This article briefly describes the types of desktop assignments you can create in the tenant using resources from the Horizon Cloud pods in the tenant's pod fleet. Assignments are conceptual entities in the Horizon Universal Console. Using the console, desktop assignments are the way that you define pools of end-user virtual desktops and entitle them to your end users.

A Horizon Cloud pod in a Microsoft Azure environment provides for the following types of desktop assignments.

Session desktop assignment
In a session desktop assignment, a Remote Desktop Services (RDS) desktop experience is shared across multiple users. These desktops are session-based connections to the RDSH-capable VMs running in a pod's RDSH farms. Before creating an RDSH session desktop assignment, you must have at least one desktops farm that was created based on the published image. See Horizon Cloud Pods - Create a Farm.
Dedicated VDI desktop assignment
In a dedicated VDI desktop assignment, each virtual desktop gets mapped to a specific user. Each mapped user returns to the same desktop at every login. When a particular dedicated VDI desktop is mapped to a specific user, that desktop is said to be assigned to that user. A specific dedicated VDI desktop gets mapped to a particular user in one of two ways:
  • An administrator explicitly assigns that specific desktop to that particular user, using the Assign action.
  • The user is entitled to the assignment (in the Users tab) and makes an initial launch of a desktop from the assignment. At that point, that user has claimed that dedicated VDI desktop from the set of all dedicated VDI desktops defined by that assignment. When the user has claimed a dedicated VDI desktop in this way, the system maps that particular desktop to that specific user and that dedicated VDI desktop gets the Assigned status. That particular dedicated VDI desktop remains in Assigned status until either an administrator explicitly unassigns the desktop (using the Unassign action) or that user's Active Directory account is removed from the assignment's set of entitled users.

Dedicated assignments require a one-to-one desktop-to-user relationship and should be sized based on the total user population. For example, you need an assignment of one hundred desktops for a group of one hundred users. The primary use for such dedicated desktop assignments is to ensure that the host name of the desktop virtual machine for each user remains the same between sessions. Certain software packages might require this use for licensing.

Floating VDI desktop assignment
In a floating VDI desktop assignment, a user receives a different virtual machine with a different machine name with each login. With floating desktop assignments, you can create desktops that shifts of users can use and that should be sized based on the maximum number of concurrent users. For example, three hundred users can use an assignment of one hundred desktops if they work in shifts of one hundred users at a time. With floating desktop assignments, the user might see different host names for each desktop session.
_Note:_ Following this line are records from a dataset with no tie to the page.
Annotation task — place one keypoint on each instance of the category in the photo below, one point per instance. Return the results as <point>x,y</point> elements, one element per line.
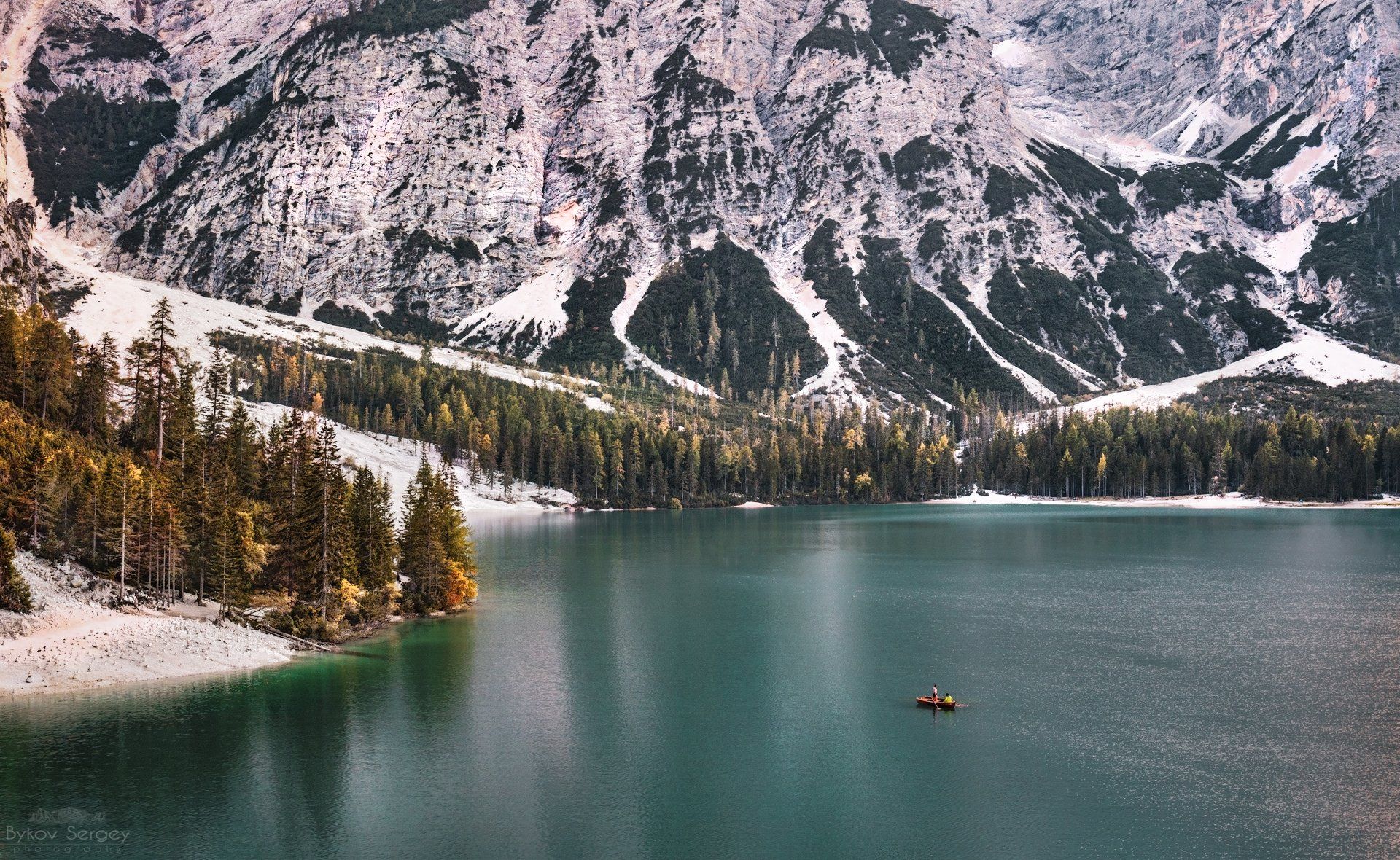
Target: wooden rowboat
<point>938,704</point>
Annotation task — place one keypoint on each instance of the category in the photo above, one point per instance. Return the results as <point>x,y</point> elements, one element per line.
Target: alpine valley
<point>849,199</point>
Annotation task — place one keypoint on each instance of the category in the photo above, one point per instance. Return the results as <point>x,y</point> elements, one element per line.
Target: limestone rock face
<point>891,198</point>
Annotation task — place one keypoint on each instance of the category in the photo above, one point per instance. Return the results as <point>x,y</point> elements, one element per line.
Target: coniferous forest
<point>149,469</point>
<point>112,461</point>
<point>665,447</point>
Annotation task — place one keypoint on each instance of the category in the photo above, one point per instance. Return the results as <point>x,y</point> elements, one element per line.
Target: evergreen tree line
<point>1185,450</point>
<point>678,452</point>
<point>686,452</point>
<point>112,461</point>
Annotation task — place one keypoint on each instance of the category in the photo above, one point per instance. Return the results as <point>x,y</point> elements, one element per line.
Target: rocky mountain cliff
<point>896,198</point>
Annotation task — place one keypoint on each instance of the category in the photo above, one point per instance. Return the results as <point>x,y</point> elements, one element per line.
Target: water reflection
<point>738,683</point>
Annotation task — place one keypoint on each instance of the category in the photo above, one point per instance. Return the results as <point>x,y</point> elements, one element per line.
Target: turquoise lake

When deciding between dedicated and floating VDI desktop assignments, the floating VDI desktop assignments are a best practice because they provide more flexible pool management capabilities than dedicated VDI desktop assignments and they avoid dedicating virtual machine resources for each user. As a result, floating VDI desktop assignments typically cost less than dedicated VDI desktop assignments.

To create a desktop assignment, you must have at least one image VM in the Published state that the system will use as the underlying configured operating system for the end users' desktops.

Note: Neither session-based desktops or floating VDI desktops provide persistence of user data, settings or profiles. When a user logs off from a floating VDI desktop, that floating VDI desktop is reset to the same state it was in before that user logged in. You can provide persistence of user data, settings, and profiles by setting up VMware Dynamic Environment Manager and configuring it for your environment. Images created using the automated Import Desktop wizard have the VMware Dynamic Environment Manager agent installed by default. For information on configuring persistence of those items, see these resources:

About Creating These Desktop Assignments

The desktop assignment creation workflows are different depending on your tenant's current broker configuration for its Horizon Cloud pods. To see that configuration, navigate to Settings > Broker in the console.

Broker page indicates Universal Broker
For VDI desktops, follow the workflows described in Horizon Cloud Pods in Microsoft Azure - Create a VDI Multi-Cloud Assignment in Your Horizon Cloud Tenant Environment.

For session-based desktops, follow the workflows described in Horizon Cloud Pods - Provide Desktop Sessions from RDS Hosts for Your End Users by Creating an RDS-Based Session Desktop Assignment

Broker page indicates single-pod broker
For VDI desktops, follow the workflows described in Create a Floating VDI Desktop Assignment Provisioned by a Single Pod in Microsoft Azure and Create a Dedicated VDI Desktop Assignment Provisioned by a Single Pod in Microsoft Azure.

For session-based desktops, follow the workflows described in Horizon Cloud Pods - Provide Desktop Sessions from RDS Hosts for Your End Users by Creating an RDS-Based Session Desktop Assignment

Deploying Carbon Black Cloud with Horizon Cloud Service on Microsoft Azure

For information on deploying VMware Carbon Black Cloud with Horizon Cloud Service on Microsoft Azure VDI desktop assignments and farms, see the VMware Knowledge Base article Carbon Black Interoperability with Horizon Cloud Service on Microsoft Azure (81253).